In this context, there are three categories of foils. Subcavitating foils, base-ventilated foils, and super-ventilated foils. The second two use the word “ventilated”, but they’re actually all about avoiding cavitation.
Subcavitating, or “wet” foils are what most of us are used to looking at. Like a regular airplane wing.
Base-ventilated foils are a big part of the solution which allowed the Vestas Sailrocket to reach speeds of 65 knots. They are shaped more like a wedge. The foil is designed so that air purposely becomes fed to the foil in just the right place. Cavitation can then either be mostly avoided, or the vapor pocket can be delayed until an area behind the foil.
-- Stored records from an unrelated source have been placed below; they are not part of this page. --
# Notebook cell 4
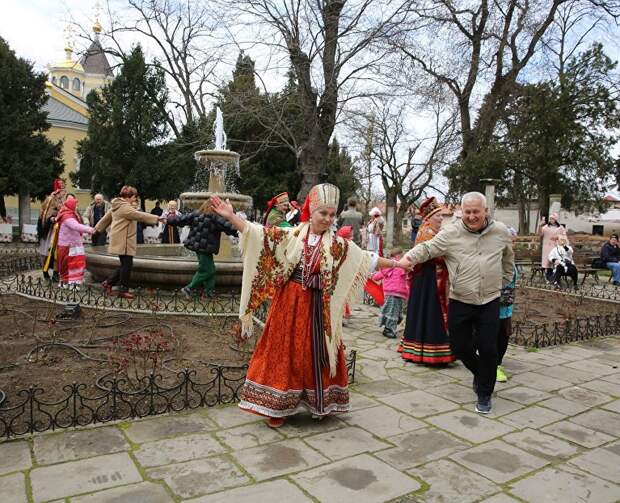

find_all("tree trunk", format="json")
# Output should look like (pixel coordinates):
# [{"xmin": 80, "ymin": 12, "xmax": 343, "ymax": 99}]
[
  {"xmin": 384, "ymin": 189, "xmax": 397, "ymax": 250},
  {"xmin": 19, "ymin": 192, "xmax": 30, "ymax": 229},
  {"xmin": 297, "ymin": 134, "xmax": 329, "ymax": 201}
]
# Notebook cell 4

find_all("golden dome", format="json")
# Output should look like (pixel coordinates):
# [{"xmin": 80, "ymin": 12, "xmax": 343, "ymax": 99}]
[{"xmin": 49, "ymin": 45, "xmax": 84, "ymax": 73}]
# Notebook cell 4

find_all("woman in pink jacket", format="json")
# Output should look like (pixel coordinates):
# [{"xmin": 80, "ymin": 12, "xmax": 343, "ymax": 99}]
[
  {"xmin": 372, "ymin": 248, "xmax": 409, "ymax": 339},
  {"xmin": 56, "ymin": 197, "xmax": 95, "ymax": 288}
]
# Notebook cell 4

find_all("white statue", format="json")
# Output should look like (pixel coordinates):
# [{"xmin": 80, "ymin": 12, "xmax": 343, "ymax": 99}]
[{"xmin": 213, "ymin": 107, "xmax": 226, "ymax": 150}]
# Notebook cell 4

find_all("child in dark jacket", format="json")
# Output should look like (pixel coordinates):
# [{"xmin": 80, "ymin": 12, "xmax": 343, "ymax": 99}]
[{"xmin": 168, "ymin": 200, "xmax": 237, "ymax": 297}]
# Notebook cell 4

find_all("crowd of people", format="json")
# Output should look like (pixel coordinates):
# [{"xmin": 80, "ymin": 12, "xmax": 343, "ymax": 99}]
[{"xmin": 32, "ymin": 181, "xmax": 620, "ymax": 427}]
The second one is the fastest. The downside of this type of foil is it only works in a very narrow range of angle to the water. Not great in big waves. The other downside is the successful ones tend to be kept a secret. For good reason. Making it work is no small feat.
Super-ventilated foils are designed to keep themselves sheathed in air so that more air doesn’t bother them. They have more drag than base-ventilated foils. They are the happiest of the three kinds of foil above water-boiling speeds or in rough conditions. Designers use the word robust.
The C-FLY project is a catamaran with diamond foils on the bows. It’s a successful concept-proving boat. Their goal is to break ocean going records on foils. The sea-keeping characteristics of their design and the prototype here are notable. The idea for this design is consistent reliable lift through seaway, not top speed in flat water. It’s important to remember that the goal is to keep the air attached. The water moves around the air. The most amazing thing about their super-cavitating foils is what they look like. They have 5 ten millimeter steps down along the top edge of the foil. It’s rather counter-intuitive.
I understand another hat has been thrown in the ring of ocean-record foiling pursuits. Vestas Sailrocket 2 and Paul Larsen and his team have similar plans to sail across oceans above the water the whole way. Maybe one day we’ll see them on the same course.
More familiar looking to fans of the AC72 is the GC32. Designed to fit in a trailer you can tow behind your car, and to be rigged and launched without a crane, and to easily take sponsors for rides, yesterday they hit 37.8 knots on the lake. The GC32 may also be evidence that the design space of practical foiling catamarans is converging. It has the same length to width ratio, and the same exact daggerfoil rake range, as the AC62 Class rule. I suspect it will be hard for a person such as a Melges 32 owner to go back after getting a ride on a GC32.
The best thing about The Foiling Week was being under one roof. The joy of investigation and discovery, the step-change in performance brought by foiling, and the passion which comes from sharing these things face to face.